Sa mésaventure ressemble à un film de science-fiction. Son vécu est pourtant une réalité.« Ce que j’ai traversé, je ne souhaite le pareil même à mon pire ennemi. C’était la première fois de voir un humain brûler son semblable à l’aide d’une barre de fer qu’il introduit dans le feu. Tous nus, il colle le fer rougi sur notre corps. A défaut, il utilise le courant électrique ou le fouet pour nous chicoter sur la pointe des pieds, pour nous rendre stérile.C’est très horrible», a-t-il entamé.
Des supplices, alors qu’il était au début de son périple. Rien ne pouvait le situer sur le sort qui lui était réservé. Dans le Sahara, il sont loin d’imaginer ce qui leur arrive lui et ses compagnons de circonstance. Le mauvais traitement infligé par les passeurs, la torture, la faim, la soif et le froid du désert et les serpents, voilà le mal auquel était confronté le jeune clandestin quand ils ont été arrêtés à Maghnia.
« Certains “tchapa” sont très mauvais. Quand ils nous ont pris, ils nous ont dirigé vers un lieu isolé pour nous dépouiller. Si nous leur disons que nous avons rien, ils en prennent un parmi nous et ils l’amènent vers un endroit clos. Ils égorgent un poulet puis viennent nous montrer le sang et le couteau taché de sang, pour nous faire peur. En voyant cela, nous donnons tout ce que nous possédons voire ce que nous avons caché dans nos caleçons. On pensait que nos amis étaient égorgés. Parfois ils nous obligent à appeler nos parents afin de leur demander de l’argent pour être libres», raconte Thierno.
Les “tchapa” sont les autochtones de la contrée où il était maintenu en détention, près de la frontière marocaine.
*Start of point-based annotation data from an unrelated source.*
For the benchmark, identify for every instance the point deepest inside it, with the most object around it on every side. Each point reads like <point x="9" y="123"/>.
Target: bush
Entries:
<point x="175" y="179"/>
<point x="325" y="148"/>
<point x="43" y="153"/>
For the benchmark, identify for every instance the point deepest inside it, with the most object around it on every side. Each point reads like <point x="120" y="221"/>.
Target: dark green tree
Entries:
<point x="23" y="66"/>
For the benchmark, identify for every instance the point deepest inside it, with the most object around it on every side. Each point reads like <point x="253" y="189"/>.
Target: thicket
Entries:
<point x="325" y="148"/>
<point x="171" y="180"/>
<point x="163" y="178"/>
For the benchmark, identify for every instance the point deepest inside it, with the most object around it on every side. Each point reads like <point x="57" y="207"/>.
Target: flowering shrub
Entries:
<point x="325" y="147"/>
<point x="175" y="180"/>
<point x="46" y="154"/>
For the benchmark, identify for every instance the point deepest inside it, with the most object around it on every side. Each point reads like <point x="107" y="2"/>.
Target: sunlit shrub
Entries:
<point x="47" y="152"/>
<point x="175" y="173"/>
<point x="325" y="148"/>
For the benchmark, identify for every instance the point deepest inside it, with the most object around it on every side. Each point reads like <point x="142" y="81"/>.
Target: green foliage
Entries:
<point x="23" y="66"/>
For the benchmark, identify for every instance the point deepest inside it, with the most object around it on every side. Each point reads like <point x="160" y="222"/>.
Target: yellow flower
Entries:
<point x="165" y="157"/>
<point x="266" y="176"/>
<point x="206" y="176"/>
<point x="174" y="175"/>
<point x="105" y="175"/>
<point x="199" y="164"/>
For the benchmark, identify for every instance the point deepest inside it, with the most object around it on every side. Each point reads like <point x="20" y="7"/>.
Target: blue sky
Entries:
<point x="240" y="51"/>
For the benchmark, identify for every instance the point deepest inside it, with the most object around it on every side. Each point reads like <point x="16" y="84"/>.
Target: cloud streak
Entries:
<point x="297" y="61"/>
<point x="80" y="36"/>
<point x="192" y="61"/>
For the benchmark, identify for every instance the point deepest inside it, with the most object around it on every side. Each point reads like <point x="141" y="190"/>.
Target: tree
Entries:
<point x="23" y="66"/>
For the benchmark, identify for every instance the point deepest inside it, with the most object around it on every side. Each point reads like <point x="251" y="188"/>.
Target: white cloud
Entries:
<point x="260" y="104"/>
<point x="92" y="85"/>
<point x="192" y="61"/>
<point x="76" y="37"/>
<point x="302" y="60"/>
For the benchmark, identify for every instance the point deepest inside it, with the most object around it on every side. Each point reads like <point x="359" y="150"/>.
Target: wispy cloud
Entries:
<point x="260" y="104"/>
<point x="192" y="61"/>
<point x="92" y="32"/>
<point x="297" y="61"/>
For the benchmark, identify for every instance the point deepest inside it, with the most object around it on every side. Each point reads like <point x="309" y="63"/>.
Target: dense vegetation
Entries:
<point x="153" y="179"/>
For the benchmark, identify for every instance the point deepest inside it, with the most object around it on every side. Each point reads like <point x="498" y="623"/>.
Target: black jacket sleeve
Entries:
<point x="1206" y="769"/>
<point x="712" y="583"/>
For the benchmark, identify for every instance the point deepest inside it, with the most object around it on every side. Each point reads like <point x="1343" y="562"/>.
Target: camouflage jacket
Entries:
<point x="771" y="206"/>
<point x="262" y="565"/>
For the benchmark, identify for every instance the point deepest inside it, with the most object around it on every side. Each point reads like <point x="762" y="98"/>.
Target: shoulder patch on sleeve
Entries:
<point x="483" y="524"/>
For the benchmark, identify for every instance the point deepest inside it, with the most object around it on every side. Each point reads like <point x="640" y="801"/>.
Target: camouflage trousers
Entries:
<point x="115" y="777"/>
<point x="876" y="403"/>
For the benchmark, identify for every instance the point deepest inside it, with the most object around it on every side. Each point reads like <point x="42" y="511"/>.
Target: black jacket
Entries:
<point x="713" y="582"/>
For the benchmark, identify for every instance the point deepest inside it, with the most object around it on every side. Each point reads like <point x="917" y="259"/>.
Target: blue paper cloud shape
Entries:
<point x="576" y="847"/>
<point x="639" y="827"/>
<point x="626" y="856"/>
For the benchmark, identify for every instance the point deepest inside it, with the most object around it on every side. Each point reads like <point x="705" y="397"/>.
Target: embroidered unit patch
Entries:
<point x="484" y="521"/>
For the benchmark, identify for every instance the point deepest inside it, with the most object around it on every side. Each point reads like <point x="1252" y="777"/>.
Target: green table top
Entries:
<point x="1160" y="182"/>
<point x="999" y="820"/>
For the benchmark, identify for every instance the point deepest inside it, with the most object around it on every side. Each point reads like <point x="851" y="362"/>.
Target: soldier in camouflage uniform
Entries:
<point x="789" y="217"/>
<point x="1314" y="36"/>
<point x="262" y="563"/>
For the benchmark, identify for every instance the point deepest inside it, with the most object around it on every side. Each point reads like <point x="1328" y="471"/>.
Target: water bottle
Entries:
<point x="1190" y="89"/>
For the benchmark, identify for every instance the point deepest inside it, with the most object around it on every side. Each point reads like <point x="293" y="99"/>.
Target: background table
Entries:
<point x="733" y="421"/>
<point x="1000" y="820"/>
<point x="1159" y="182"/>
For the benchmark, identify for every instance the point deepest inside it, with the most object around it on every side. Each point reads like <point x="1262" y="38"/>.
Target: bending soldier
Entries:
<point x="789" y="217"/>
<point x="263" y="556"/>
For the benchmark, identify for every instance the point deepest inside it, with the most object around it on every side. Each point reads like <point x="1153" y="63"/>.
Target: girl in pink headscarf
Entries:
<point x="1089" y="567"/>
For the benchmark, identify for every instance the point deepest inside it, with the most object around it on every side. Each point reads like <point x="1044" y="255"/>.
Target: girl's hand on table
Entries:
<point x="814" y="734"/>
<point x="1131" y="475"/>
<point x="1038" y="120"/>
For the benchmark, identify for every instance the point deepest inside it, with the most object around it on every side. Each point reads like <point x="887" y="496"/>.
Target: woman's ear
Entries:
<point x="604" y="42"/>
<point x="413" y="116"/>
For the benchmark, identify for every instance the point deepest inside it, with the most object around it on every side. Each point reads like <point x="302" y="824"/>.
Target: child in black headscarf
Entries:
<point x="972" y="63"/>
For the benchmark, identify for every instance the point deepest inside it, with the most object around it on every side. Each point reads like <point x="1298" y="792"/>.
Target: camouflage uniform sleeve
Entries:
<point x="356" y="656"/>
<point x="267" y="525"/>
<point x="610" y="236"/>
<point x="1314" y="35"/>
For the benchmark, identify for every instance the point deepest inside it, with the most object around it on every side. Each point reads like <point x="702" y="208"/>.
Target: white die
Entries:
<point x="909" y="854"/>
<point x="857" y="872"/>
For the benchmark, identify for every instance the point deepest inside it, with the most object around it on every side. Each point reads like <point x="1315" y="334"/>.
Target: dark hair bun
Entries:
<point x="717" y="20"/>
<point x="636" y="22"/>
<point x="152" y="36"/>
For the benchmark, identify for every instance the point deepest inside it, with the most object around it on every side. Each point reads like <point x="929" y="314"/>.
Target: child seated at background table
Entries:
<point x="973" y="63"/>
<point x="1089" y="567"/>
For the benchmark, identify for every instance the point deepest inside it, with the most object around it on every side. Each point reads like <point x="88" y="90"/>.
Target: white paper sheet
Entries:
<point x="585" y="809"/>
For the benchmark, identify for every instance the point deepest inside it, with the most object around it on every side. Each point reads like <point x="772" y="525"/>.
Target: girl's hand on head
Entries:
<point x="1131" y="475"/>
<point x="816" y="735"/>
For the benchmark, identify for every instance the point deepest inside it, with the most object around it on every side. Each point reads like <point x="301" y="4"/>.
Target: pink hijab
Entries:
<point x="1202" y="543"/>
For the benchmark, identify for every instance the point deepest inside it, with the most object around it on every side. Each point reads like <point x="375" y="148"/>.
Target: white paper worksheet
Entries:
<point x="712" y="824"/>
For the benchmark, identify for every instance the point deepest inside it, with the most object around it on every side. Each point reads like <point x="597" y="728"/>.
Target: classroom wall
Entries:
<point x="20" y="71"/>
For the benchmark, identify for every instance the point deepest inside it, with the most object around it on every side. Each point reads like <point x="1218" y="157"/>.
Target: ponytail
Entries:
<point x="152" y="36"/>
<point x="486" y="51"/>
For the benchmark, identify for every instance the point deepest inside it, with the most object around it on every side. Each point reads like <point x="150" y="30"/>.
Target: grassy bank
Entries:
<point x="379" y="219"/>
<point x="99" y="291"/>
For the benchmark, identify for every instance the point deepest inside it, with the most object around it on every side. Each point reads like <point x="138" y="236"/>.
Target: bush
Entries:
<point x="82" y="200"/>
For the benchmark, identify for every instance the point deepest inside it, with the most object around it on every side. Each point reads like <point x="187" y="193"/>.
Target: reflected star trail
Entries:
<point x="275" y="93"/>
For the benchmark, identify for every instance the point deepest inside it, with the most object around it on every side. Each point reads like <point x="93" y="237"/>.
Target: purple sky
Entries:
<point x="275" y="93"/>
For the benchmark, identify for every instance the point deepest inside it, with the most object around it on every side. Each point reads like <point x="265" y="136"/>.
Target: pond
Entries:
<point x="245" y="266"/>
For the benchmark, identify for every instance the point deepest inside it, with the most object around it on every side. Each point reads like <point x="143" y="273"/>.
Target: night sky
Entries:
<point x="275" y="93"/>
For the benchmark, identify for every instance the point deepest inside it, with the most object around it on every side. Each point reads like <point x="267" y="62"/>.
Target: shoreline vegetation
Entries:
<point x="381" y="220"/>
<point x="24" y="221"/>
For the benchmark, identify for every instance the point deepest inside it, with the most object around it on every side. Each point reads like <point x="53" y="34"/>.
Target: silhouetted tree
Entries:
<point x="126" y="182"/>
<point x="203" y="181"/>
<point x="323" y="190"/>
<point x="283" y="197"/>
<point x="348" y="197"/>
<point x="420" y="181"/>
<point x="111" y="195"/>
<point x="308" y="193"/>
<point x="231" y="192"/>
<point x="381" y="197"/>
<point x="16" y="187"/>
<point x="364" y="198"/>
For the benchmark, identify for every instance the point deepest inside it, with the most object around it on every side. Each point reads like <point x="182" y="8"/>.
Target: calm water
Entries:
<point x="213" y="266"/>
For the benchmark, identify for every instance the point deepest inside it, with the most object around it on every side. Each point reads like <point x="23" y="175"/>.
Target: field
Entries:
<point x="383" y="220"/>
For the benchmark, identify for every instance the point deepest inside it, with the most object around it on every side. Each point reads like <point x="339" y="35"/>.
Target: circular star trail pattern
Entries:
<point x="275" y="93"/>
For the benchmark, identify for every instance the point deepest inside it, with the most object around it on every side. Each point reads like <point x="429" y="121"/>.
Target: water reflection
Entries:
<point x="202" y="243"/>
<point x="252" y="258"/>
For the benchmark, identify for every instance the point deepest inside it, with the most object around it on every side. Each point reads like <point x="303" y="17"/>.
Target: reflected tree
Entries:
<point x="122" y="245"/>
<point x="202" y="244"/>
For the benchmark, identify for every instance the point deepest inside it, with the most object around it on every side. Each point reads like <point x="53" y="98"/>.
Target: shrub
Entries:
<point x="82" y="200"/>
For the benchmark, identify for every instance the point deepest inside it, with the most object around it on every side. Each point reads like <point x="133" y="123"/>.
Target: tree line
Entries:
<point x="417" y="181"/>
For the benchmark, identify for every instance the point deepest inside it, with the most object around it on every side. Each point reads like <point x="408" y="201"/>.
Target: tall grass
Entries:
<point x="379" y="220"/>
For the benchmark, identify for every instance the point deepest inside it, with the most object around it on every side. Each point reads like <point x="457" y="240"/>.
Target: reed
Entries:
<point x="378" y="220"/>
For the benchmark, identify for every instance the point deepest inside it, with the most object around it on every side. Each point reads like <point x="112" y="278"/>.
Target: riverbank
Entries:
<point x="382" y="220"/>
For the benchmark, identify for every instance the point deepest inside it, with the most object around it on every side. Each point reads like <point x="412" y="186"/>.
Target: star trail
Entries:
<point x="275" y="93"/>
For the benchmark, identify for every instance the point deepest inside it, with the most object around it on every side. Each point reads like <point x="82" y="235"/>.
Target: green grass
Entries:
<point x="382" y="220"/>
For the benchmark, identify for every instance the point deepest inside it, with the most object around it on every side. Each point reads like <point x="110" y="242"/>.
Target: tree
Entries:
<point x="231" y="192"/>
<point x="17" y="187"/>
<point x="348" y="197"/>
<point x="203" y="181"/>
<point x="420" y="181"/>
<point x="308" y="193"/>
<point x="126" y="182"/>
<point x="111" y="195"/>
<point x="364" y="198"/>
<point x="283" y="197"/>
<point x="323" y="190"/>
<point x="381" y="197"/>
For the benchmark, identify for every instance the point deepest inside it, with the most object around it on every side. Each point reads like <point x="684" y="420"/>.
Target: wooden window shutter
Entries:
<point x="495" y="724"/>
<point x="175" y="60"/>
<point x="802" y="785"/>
Le visage froissé, la voix basse, ce jeune présente des séquelles qui peuvent être assimilées à des troubles mentaux à côté de ceux physiques. Quand il parle de ses bourreaux, c’est avec une colère qu’il s’exprime :
«Ils ne ressentent aucune pitié pour nous les clandestins. On encaissait des injures matin, midi et soir. D’autres étaient sacrifiés comme des bêtes sauvages. Une vie humaine ne compte pas pour ces gens de mauvaise foi. Notre force était réduite au silence pour notre survie et on n’avait pas où se plaindre. Depuis que j’ai quitté la Guinée, je n’ai jamais eu une paix intérieure. Aucun autre ne vous dira le contraire», soutient Thierno.
Ce jeune clandestin tenait à l’Europe et rêvait de devenir un grand footballeur. Il a tenté l’expérience à trois reprises mais elles se sont toutes soldées par des échecs. Il était obligé de faire des travaux pour se faire une santé financière: «Je pratiquais la maçonnerie, la peinture et le carrelage. Heureusement que les travaux de là-bas ne sont pas difficiles à maîtriser et ça génère beaucoup d’argent. Mais en un jour, les brigands peuvent retirer toutes nos épargnes et mettre à l’eau tous nos efforts», souligne t-il.
Au cours de sa pérégrination, ce jeune migrant a appris la vie et cela a été une école inoubliable pour lui. Épuisé par les châtiments qu’il a subi et victime de xénophobie, Thierno est abattu par la honte. Il ne compte plus aux yeux de sa famille et des voisins. C’est à peine qu’ils s’intéressent à lui.
Avant son retour en Guinée, le jeune a bénéficié d’une formation en entreprenariat avec l’OIM. Son seul souhait aujourd’hui, est de trouver une petite entreprise comme point de chute pour se réinventer.